Traté de no pensar mucho en el percance que había tenido con el hermano más idiota de los Van der Croeft. Si antes me había emocionado el beso forzado en clase ahora solo me daban ganas de vomitar.
La mañana siguiente decidí mandar a la mierda las malas vibraciones que me habían inundado los últimos días y me levanté antes para ponerme más guapa de lo que ya era. Un poco difícil, pero como era perfecta podía conseguirlo.
Me puse el uniforme y arreglé bien mi corbata antes de salir. La falda tableada estaba muy por encima de la rodilla y mi camisa blanca bajo el jersey estaba perfectamente planchada. Me coloqué la diadema burdeos sobre el pelo hacia atrás y me puse el abrigo beige clarito con delicadeza. Observé las medias de color casi rosa pálido con detenimiento. Perfectas.
Jess bajó las escaleras a todo correr con los tacones en una mano y el bolso de Dior en otra. Pasó por delante de mí como una exhalación y cogió dos galletas integrales y se las metió en la boca.
-Vaaaamonos, señoritas-gritó, poniéndose los zapatos a la vez que masticaba velozmente.
-¿Qué tal el sexo?
-Alucinante: una pasada de cuerpo, una pasada de movimientos, yo repetía mil veces, fue genial...
-No hubo sexo, ¿verdad?-concluí yo cogiendo mi bolso también y encaminándome a la puerta.
-No-admitió Jess con cara de "el fin del mundo es realmente en el 2012" y un poco enfurruñada-.Tu querido y estúpido Harry-Cullen nos interrumpió.
Ah, que también jodía a mis amigas, no solo a mí. Genial, ya me podía morir feliz, nótese el sarcasmo.
Summer ya nos esperaba en la puerta, muy puntual como siempre, leyendo algo en sus apuntes de economía.
-No es mi querido, pero sí es estúpido.
-Lástima que entró en aquella habitación tan increíble -Jess abrió la puerta y dejó que Summer pasara primero-.Pero lo más raro fue que abajo el rubiales y el de los ojazos azules tenían una fiesta con un montón de chicas. Vamos, una orgía mismamente, solo les faltaba desnudarse.

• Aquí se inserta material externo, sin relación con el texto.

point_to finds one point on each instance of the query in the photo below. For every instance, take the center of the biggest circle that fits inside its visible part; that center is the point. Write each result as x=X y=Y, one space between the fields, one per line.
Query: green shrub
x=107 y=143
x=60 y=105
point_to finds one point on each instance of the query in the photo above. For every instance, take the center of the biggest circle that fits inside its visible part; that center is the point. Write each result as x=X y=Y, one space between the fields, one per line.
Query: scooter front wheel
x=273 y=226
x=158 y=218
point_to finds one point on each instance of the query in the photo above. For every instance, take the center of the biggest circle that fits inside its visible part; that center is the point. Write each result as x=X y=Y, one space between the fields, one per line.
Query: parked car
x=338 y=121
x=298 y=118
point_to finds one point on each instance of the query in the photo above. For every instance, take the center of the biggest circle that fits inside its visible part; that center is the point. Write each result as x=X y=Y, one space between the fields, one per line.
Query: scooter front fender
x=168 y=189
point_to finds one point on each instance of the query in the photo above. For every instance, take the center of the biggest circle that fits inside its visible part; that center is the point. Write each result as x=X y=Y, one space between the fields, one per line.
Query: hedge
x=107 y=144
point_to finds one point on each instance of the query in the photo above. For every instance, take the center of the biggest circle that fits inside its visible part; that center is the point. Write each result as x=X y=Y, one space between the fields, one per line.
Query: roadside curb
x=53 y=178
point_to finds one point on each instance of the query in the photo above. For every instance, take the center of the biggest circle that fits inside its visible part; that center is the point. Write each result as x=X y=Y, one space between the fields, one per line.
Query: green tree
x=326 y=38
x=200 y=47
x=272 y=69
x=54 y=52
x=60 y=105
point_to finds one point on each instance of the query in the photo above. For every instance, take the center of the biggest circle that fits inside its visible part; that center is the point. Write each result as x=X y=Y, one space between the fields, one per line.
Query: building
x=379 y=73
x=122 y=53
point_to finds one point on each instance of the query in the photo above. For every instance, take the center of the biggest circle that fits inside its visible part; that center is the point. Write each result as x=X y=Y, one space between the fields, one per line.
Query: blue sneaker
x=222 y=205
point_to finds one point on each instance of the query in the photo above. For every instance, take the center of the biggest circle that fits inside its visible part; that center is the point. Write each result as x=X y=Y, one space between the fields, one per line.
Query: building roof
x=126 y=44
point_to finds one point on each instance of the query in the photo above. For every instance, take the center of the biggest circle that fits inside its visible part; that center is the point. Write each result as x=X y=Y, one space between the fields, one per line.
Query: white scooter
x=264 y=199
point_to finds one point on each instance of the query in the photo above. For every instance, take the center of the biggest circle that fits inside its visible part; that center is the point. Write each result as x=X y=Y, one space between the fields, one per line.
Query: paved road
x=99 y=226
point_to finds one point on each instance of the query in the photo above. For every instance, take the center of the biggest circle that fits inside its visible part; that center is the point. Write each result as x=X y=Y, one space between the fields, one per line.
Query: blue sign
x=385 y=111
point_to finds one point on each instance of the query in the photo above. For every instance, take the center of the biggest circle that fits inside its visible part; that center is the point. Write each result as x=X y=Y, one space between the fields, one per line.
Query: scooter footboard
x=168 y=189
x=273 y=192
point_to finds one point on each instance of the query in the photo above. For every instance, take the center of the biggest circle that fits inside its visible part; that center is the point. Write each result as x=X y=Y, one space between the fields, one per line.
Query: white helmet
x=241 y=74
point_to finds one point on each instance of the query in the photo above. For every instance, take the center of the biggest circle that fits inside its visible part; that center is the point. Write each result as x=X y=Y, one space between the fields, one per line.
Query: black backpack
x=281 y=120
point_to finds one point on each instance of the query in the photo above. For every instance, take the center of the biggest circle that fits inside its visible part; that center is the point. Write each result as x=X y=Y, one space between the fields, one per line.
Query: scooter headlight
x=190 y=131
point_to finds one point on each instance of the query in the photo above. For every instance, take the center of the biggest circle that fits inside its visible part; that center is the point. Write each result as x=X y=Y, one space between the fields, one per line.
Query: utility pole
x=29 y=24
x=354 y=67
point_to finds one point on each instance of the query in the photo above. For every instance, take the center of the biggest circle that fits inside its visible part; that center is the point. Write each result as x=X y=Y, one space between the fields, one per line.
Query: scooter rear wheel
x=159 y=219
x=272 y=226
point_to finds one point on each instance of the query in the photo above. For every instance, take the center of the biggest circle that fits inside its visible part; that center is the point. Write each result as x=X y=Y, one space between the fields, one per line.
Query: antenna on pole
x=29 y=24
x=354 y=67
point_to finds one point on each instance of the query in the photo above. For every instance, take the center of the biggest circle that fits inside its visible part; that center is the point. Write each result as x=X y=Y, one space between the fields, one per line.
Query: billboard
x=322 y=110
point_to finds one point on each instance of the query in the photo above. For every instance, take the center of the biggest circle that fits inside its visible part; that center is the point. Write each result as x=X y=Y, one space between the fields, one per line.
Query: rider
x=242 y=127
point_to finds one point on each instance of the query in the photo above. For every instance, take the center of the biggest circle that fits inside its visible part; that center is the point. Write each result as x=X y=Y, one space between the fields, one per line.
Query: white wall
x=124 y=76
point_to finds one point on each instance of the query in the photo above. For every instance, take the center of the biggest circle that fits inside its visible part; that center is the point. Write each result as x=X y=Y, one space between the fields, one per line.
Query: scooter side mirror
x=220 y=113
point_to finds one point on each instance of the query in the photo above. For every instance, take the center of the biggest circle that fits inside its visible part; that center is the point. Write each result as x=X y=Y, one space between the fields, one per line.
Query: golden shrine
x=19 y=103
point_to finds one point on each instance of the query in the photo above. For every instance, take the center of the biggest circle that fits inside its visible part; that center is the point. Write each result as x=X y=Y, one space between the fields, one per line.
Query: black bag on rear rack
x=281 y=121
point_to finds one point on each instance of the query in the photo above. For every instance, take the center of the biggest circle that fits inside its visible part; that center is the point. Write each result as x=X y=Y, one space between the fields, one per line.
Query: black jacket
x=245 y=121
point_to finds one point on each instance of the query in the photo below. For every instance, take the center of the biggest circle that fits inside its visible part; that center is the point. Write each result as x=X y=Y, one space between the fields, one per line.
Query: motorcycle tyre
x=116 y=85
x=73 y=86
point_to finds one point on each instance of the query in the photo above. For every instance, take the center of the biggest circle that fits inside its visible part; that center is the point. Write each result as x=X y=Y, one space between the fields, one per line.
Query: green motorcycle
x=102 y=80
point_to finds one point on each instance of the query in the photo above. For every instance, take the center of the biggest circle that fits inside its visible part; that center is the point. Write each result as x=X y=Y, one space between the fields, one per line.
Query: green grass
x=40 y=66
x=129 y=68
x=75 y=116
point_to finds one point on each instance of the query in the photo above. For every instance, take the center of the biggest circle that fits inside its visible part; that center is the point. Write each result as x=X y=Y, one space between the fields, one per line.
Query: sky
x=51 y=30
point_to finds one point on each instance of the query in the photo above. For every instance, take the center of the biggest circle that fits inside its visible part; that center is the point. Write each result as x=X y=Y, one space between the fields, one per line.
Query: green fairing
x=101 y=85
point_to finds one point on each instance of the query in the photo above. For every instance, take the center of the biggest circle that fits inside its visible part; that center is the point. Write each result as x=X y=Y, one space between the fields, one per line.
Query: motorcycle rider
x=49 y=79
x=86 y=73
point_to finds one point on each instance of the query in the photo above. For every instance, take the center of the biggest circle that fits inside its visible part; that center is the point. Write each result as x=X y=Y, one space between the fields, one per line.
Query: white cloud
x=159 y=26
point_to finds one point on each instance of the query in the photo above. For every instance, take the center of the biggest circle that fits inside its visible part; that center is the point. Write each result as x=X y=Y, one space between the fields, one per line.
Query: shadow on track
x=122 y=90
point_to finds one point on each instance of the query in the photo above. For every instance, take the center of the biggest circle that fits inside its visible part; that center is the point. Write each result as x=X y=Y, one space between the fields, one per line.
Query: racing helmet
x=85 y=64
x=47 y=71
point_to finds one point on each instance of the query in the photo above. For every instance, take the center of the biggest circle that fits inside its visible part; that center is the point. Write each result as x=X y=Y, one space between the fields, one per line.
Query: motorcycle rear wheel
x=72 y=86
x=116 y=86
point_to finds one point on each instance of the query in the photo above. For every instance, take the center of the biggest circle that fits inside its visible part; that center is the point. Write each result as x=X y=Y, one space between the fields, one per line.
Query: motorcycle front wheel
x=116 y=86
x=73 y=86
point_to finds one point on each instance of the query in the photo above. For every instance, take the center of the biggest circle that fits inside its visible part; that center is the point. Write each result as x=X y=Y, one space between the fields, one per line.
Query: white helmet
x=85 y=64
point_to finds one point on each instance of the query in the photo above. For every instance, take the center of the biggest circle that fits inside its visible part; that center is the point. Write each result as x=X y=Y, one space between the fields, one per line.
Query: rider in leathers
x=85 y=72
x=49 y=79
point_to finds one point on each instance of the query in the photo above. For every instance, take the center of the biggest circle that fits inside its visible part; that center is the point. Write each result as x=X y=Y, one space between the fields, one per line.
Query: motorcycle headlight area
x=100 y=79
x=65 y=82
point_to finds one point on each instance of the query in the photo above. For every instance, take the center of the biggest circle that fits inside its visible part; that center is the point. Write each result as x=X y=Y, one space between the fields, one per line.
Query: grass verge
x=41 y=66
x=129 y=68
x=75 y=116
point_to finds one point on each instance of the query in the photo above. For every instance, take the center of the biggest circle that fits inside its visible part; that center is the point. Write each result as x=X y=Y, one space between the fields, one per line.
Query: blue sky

Malditos...no invitarnos a nosotras...
Cuando llegamos al instituto y bajamos en el aparcamiento me di cuenta de que había una chica nueva que se bajaba del coche de Harry. Estaba claro que podía ser una hermana adoptada pero ella y el idiota de los Van der Croeft se miraban de una forma que no lo hacían los hermanos.
Vale, yo me había liado con mis primos lejanos porque no nos conocíamos de mucho y porque yo era una cerda integral pero... ¿hermanos? No, nunca…ni siquiera adoptivos.
Pasamos a su lado y Harry cruzó su mirada con la mía, pero la desvió tan rápido que llegué a pensar que me lo había imaginado.
El resto del día pasó rápidamente y sin mucha novedad. Salvo que la hermana nueva, Gina se llamaba, estaba acaparando demasiadas miradas para mi gusto. Miradas que nos pertenecían a nosotras.
Jess parecía molesta y Summer bastante indiferente. Además, dijo que la tal Gina era bastante amable con ella y que Niall nos había invitado a una fiesta que daban en su casa.
No pensaba ir a esa fiesta ni aunque me arrastrasen.
Después del almuerzo y una clase aburridísima de historia, nos encontramos a Summer un poco alterada. Cosa bastante rara porque la paciencia era su lema.
-Dispara-le dijo Jess.
Estábamos en el pasillo y había bastante gente. Summer sacaba sus cosas de la taquilla y metía una carpeta negra. Yo me dediqué a guiñarle un ojo a uno de los deportistas de un curso más que el mío, del curso de Summer. Él me devolvió el guiño y sonrió. Estaba muy bueno.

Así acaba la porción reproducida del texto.